Following on the heels of efforts in the US and UK to get public data online and mined in an infinite variation of ways, Google Labs has now launched the Public Data Explorer. According to Google, this project "makes large datasets easy to explore, visualize and communicate."
As far as brand new ideas and technologies go, this one's a bit of an also-ran (and is built on tech that Google acquired in 2007). Everyone and their brother is going after the issue of making sense out of massive public datasets right now. Why now? Because we finally have two critical pieces of the puzzle:
- The raw computing power to handle extremely large public datasets
- The in-development protocols for the semantic web, which make it possible to break these datasets down into context that computers can make sense of
So No Big Deal?
Well, don't be so fast to judge. The issue of visualizing and exploring large public datasets is a young field with plenty of room for advancements. A lot of the charts today's tools generate are complex and incomprehensible to the average person, though they're exciting as far as the bleeding edge of technology.
There's plenty of room to innovate in this space, and in ways no one has thought of yet. So an organization with the size and collective mind-power of Google has a shot at making leaps that could amaze us all. Or not. It's all in the implementation.
Exploring the Explorer
Right now, you can go to the Google Public Data Explorer page and choose one of about a dozen datasets that Google's currently using for this project (they're looking for more, go here to suggest additional public datasets). Click on the data that you want to explore and you'll go to the default visualization for that data:
The Google Public Data Explorer's view on the World Bank's data on World Development Indicators.
In the case of the World Bank's data on World Development Indicators, I'll narrow the countries down to compare information from Australia, Belgium, Canada and Hungary by clicking the appropriate country boxes on the left. Then I might change the Y axis to show the percentage of the total number of births in those countries attended by skilled health staff on a linear scale, and leave the X axis to show the life expectancy at birth.
The Google Public Data Explorer's view focusing on births attended by skilled health staff.
When I hit the play button, I can watch the life expectancies of my selected groups change from 1987 through 2006, and how they slowly rise (pushing right along the X axis) over the years. Clicking graph type indicators lets me choose what type of graph (scatter, line, etc) I'm dealing with. If I hover over a data point in the scatter graph it tells me what country it's associated with.

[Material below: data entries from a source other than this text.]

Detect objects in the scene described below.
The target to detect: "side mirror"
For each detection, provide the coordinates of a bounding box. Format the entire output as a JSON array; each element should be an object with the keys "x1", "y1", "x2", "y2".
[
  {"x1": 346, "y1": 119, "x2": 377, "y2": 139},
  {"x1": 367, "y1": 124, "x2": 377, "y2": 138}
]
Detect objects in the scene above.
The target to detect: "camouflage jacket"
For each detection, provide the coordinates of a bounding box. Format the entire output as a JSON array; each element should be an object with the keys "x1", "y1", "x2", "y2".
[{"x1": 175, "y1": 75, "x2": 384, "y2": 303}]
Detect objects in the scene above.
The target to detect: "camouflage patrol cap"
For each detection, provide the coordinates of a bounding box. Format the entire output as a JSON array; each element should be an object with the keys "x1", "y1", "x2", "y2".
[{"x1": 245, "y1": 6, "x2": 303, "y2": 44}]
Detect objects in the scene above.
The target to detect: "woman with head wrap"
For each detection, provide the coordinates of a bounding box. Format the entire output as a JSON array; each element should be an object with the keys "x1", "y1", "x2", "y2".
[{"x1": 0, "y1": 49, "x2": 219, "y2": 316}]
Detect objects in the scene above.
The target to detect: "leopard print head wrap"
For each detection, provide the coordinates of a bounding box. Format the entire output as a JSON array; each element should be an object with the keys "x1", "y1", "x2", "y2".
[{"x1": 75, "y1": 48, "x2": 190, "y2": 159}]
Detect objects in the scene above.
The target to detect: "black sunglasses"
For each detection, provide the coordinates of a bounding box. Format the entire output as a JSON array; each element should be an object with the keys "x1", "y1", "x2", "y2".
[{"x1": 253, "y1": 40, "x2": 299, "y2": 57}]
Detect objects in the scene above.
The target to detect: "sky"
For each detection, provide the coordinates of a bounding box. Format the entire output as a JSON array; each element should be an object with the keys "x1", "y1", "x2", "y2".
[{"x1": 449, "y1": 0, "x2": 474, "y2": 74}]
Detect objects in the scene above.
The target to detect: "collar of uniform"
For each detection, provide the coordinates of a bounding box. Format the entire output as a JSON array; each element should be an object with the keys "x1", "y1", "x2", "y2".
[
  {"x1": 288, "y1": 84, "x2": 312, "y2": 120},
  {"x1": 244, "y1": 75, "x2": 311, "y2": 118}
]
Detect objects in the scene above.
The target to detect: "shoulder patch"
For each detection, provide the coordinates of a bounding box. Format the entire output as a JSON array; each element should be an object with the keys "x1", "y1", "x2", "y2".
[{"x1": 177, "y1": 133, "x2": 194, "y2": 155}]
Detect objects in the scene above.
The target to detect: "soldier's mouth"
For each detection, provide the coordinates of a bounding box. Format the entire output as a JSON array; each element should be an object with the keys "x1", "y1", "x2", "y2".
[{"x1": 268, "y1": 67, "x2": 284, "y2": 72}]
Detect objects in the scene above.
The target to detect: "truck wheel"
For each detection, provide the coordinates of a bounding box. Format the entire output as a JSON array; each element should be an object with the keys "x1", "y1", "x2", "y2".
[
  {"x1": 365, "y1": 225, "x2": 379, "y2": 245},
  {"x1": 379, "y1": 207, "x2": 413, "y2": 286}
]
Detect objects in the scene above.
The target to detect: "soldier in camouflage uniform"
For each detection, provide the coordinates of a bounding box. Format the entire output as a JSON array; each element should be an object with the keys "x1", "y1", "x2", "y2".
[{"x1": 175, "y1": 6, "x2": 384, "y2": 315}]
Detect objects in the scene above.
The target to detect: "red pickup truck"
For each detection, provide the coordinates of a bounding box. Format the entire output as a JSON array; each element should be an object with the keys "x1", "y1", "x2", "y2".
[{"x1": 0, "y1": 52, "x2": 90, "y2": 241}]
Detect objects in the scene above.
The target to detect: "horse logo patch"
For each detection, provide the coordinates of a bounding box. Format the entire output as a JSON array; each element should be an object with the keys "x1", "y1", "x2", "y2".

The really exciting moment will be when one of these projects produces graphs that are easily read at a glance without needing heavy interpretation. But given how young the field is at this point, people with the knowledge to interpret the results themselves can certainly get immediate benefit. It just doesn't matter yet which of the tools they really choose. No one's broken ahead of the pack so far.
What do you think? Am I getting too jaded? Or is the Google Public Data Explorer the best thing since sliced bread?